Como ninguém quis ir visitá-lo, fui sozinho, com um garrafão de Sangue de boi, que é máximo que minhas finanças permitem.
Quando cheguei, ele nem levantou para me dar nem o abraço de sempre. Estava frio e distante, que é a pior atitude, deixando tudo em pé de guerra.
- Bandeira branca! – gritei da soleira, enquanto vigiava a possível chegada de algum projétil inesperado.
O Tio Jorge, na juventude, viajou o mundo. foi garçom em navios, funcionário de um arcebispo e por longo tempo trabalhou em um circo; imagino que, entre tantas outras coisas, pode ter aprendido alguns rápidos movimentos com o atirador de facas.
- Gente maldita, sem honra e sem religião! – bradou finalmente o tio Jorge, dando vazão à sua intolerância costumeira. – Todos se aproveitando de um pobre velho, fraco e desamparado, que não pode reagir !
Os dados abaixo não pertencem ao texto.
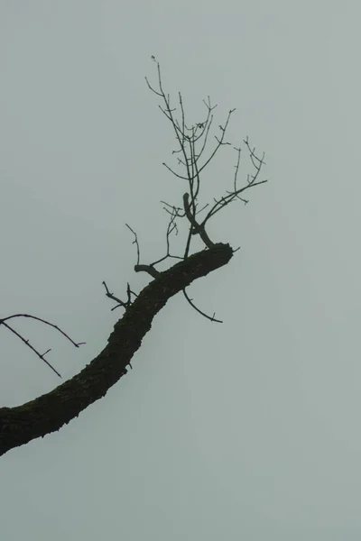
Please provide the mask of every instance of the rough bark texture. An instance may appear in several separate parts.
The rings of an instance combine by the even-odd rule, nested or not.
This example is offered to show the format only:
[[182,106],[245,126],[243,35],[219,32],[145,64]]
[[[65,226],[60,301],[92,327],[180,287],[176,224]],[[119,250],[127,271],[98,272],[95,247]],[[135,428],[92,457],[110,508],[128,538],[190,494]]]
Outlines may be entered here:
[[232,254],[229,244],[218,243],[161,272],[126,309],[104,350],[81,372],[23,406],[0,408],[0,455],[59,430],[104,397],[127,372],[126,366],[151,329],[153,318],[168,299],[194,280],[226,265]]

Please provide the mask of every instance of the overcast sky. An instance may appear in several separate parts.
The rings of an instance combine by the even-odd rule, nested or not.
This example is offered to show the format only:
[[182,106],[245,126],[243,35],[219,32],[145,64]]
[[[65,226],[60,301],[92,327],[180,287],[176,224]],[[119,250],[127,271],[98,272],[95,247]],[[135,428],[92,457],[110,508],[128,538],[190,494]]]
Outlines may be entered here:
[[[216,126],[236,107],[227,139],[264,151],[270,179],[208,228],[241,249],[189,293],[224,323],[173,298],[103,399],[1,457],[5,541],[360,539],[360,16],[352,0],[0,0],[0,316],[86,342],[16,324],[64,379],[123,313],[102,280],[121,298],[150,280],[125,223],[159,259],[161,199],[186,190],[162,165],[151,55],[190,124],[208,95]],[[206,170],[203,204],[236,158]],[[2,406],[60,383],[5,328],[0,347]]]

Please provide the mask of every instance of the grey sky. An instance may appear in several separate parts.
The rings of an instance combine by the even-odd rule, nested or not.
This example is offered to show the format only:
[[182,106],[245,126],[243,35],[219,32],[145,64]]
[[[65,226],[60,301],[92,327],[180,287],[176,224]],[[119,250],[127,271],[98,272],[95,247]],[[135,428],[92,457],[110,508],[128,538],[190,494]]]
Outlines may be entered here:
[[[209,227],[241,250],[190,293],[223,325],[173,298],[105,399],[1,458],[5,540],[360,538],[360,16],[350,0],[0,2],[1,316],[86,341],[19,322],[64,379],[122,314],[102,280],[120,297],[149,281],[125,224],[143,262],[162,257],[160,200],[185,190],[162,166],[151,55],[191,121],[208,94],[216,125],[237,108],[228,140],[264,151],[271,180]],[[235,160],[208,170],[204,203]],[[2,405],[59,384],[0,338]]]

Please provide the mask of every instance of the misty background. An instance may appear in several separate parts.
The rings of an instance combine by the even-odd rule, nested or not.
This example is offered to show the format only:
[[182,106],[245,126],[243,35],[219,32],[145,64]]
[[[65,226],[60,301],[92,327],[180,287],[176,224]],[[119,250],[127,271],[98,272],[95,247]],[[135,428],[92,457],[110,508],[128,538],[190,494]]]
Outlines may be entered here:
[[[208,95],[216,128],[236,107],[239,182],[246,136],[270,180],[208,228],[240,250],[189,294],[224,323],[171,298],[104,399],[1,457],[2,538],[360,538],[360,16],[351,0],[0,1],[0,316],[87,343],[13,321],[63,381],[123,314],[102,281],[122,298],[151,280],[125,223],[142,262],[161,258],[161,200],[186,191],[162,165],[174,135],[152,55],[189,124]],[[201,204],[236,160],[220,150]],[[1,406],[61,382],[0,331]]]

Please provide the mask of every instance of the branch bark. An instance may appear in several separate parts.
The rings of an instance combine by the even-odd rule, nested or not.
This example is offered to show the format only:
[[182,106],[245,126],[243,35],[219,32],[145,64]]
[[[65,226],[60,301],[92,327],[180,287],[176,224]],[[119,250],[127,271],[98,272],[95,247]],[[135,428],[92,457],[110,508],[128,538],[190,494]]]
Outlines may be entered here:
[[79,374],[51,392],[14,408],[0,408],[0,455],[59,430],[106,394],[151,329],[154,316],[193,280],[227,265],[229,244],[217,243],[176,263],[146,286],[116,322],[104,350]]

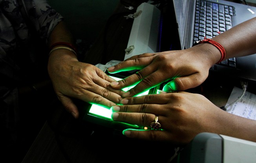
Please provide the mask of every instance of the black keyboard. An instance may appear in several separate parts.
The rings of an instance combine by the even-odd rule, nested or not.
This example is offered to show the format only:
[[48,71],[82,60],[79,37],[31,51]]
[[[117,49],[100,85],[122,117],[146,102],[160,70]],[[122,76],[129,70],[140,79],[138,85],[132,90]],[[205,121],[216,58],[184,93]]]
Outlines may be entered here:
[[232,27],[232,6],[197,0],[194,41],[211,38]]
[[[197,0],[194,41],[212,38],[232,27],[232,6],[204,0]],[[236,67],[236,59],[232,58],[220,64]]]

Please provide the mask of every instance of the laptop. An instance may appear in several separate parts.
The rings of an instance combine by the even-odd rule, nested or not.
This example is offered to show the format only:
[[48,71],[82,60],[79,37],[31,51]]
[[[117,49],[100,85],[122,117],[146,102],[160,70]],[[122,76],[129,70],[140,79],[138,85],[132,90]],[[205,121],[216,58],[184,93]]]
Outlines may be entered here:
[[[256,16],[256,7],[222,0],[173,0],[181,49],[205,36],[211,38]],[[256,81],[256,54],[230,58],[210,72]]]

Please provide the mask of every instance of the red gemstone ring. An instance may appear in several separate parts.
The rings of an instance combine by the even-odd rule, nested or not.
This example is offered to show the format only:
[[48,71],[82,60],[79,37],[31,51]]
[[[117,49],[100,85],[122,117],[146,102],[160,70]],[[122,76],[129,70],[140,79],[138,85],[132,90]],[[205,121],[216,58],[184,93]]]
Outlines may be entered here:
[[161,124],[158,122],[158,116],[155,116],[155,121],[150,124],[150,127],[151,129],[158,130],[160,129],[161,127]]

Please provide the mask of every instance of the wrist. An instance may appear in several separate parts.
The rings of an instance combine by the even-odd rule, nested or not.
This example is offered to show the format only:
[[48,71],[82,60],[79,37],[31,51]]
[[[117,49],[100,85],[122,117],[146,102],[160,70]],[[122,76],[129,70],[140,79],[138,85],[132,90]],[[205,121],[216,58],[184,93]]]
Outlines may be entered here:
[[[214,58],[218,58],[219,57],[217,57],[216,55],[219,55],[219,54],[220,54],[220,56],[220,56],[220,58],[218,61],[216,62],[215,61],[215,64],[219,63],[225,59],[226,57],[226,51],[225,50],[225,48],[221,44],[214,40],[206,38],[206,37],[205,37],[204,39],[196,41],[193,46],[203,44],[203,43],[203,43],[203,44],[206,44],[207,45],[202,47],[206,47],[206,49],[208,49],[209,50],[208,51],[211,53],[211,55],[212,56],[213,55],[214,57]],[[210,45],[210,46],[209,46],[208,44]],[[213,47],[214,47],[215,48],[213,48]],[[216,51],[216,49],[218,50],[219,52],[217,52]]]
[[77,51],[73,44],[66,42],[57,42],[53,43],[49,48],[49,56],[54,51],[60,49],[66,49],[71,52],[77,57]]
[[210,44],[198,45],[192,48],[196,54],[200,56],[200,59],[210,68],[220,59],[220,52],[214,46]]

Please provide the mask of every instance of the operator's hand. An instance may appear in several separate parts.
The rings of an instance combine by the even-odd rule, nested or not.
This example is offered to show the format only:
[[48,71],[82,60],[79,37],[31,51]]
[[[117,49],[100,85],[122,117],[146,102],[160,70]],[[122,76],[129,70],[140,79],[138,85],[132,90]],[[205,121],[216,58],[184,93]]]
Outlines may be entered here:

- Velho, pode até ser – pensei cá comigo – pobre, fraco e desamparado, nunca! O tio
está delirando; deve estar com febre; não, não; pensando bem, vai ver que nem febre tem; ele está no seu estado permanente de fervura.Gritar e xingar é atitude normal. Nada para se preocupar, nada de novo sob o sol...Saúde ótima!.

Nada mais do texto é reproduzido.